With a campaign slogan of “One Sheriff, One Paycheck,” Republican challenger David C. Jones is targeting the dual incomes of Democratic incumbent Jack Kemper.
“I believe double-dipping is wrong,” Jones told New Jersey Watchdog. “I think this is an important issue for everybody in the state.”
Jones said he’s ready to put his money where his mouth is. If elected, the retired State Police major pledged to stop collecting his $90,648 a year public pension while in office.
“I believe elected officials should be held to a higher standard,” Jones said.
Kemler did not respond to a request for comment.

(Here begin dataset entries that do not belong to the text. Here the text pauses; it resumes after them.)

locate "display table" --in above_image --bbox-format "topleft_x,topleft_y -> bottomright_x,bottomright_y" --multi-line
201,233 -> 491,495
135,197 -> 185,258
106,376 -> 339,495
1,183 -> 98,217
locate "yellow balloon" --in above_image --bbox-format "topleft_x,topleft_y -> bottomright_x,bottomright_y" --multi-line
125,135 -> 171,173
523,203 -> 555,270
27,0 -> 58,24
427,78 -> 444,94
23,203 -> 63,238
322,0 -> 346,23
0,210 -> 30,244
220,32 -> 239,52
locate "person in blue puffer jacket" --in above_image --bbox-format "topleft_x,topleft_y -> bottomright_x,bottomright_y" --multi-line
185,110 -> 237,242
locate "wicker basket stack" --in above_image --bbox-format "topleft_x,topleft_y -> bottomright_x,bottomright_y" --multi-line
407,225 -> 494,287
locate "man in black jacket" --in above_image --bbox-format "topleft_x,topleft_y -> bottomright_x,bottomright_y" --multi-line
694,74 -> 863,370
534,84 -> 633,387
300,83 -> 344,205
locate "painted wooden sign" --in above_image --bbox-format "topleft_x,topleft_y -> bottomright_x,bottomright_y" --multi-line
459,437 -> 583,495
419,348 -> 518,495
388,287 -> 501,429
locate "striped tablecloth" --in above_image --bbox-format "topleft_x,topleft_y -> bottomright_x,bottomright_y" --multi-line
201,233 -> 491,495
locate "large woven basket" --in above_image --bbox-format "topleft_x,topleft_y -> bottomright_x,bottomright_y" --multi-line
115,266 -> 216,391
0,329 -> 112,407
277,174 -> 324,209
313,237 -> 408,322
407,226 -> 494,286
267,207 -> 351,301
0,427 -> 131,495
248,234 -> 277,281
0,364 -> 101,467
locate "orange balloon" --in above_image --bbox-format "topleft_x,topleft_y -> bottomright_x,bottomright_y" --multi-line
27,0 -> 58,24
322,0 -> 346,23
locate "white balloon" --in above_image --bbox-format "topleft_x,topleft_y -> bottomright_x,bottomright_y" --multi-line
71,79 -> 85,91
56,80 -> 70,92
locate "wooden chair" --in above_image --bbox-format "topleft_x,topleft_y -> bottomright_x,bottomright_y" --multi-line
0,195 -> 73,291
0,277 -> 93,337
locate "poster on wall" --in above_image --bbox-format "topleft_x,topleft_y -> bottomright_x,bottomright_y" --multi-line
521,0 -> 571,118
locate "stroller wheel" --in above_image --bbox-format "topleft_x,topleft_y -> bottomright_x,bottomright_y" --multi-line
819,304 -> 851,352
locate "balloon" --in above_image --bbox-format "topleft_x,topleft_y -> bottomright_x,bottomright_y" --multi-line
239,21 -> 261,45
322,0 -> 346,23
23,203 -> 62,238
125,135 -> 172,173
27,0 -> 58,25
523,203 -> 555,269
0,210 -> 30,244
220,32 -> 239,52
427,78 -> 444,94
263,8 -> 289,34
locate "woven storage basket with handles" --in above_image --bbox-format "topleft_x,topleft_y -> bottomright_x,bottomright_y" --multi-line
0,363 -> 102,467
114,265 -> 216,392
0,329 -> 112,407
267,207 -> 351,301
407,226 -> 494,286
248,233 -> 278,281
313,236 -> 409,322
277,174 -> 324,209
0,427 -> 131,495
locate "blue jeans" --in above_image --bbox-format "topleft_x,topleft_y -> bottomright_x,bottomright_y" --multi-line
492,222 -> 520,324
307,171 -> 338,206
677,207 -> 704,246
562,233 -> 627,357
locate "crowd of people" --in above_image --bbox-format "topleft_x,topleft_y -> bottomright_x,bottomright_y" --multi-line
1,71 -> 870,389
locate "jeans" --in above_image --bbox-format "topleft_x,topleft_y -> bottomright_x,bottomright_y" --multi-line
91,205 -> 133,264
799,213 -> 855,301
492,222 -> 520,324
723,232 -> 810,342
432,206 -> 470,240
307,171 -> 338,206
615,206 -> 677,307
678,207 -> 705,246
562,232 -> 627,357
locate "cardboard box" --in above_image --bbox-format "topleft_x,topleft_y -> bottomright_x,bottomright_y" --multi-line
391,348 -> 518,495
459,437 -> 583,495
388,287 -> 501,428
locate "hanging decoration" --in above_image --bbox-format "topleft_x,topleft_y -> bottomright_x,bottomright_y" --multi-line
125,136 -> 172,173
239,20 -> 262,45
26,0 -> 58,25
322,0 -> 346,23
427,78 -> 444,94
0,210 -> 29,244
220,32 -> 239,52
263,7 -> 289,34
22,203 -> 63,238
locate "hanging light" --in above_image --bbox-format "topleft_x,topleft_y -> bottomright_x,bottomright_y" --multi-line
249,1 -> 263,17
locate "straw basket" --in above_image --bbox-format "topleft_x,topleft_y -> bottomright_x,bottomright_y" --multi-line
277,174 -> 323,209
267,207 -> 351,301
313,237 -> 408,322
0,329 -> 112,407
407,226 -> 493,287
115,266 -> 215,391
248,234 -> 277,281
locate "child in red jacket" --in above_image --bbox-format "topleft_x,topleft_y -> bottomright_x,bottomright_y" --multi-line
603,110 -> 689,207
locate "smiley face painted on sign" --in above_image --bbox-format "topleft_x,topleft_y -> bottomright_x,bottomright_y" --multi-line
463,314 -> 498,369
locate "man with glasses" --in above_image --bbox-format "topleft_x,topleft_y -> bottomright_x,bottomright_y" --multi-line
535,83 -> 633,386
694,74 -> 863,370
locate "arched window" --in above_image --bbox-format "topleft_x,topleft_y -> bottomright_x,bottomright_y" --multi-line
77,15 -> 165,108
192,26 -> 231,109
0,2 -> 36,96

What Mercer County decides in the November election could signal an end to a widespread practice.
Jones cited a New Jersey Watchdog investigation revealing 80 percent of sheriffs are double-dipping. In 17 of the state’s 21 counties, the sheriffs collect state pensions as law enforcement retirees in addition to their six-figure salaries.
Kemler retired as Mercer County undersheriff in January 2009. One month later, the county rehired Kemler as the sheriff’s chief warrant officer. He was appointed acting sheriff in 2010. The following year, he was elected sheriff.
The two undersheriffs hired by Kemler also are getting dual checks.
Undersheriffs Pedro Medina and James Freeman each pocket $116,733 a year in county pay. In addition, Medina gets $78,024 a year from his public pension as a retired Trenton cop, and Freeman receives $42,768 a year as a Juvenile Justice Commission retiree.
New Jersey Watchdog’s investigation last year also found 29 double-dipping undersheriffs.
Overall, the 46 sheriffs and undersheriffs received $8.3 million a year — $3.4 million in public retirement pay plus $4.9 million in salaries. On average, they raked in $181,033 a year — $107,145 in county pay and $73,888 from pension.
Jones promised neither he nor his undersheriffs would be double-dippers.
“If Mercer County voters are upset about double-dipping, they have a way of doing something about it,” said Jones. “They can make a statement.”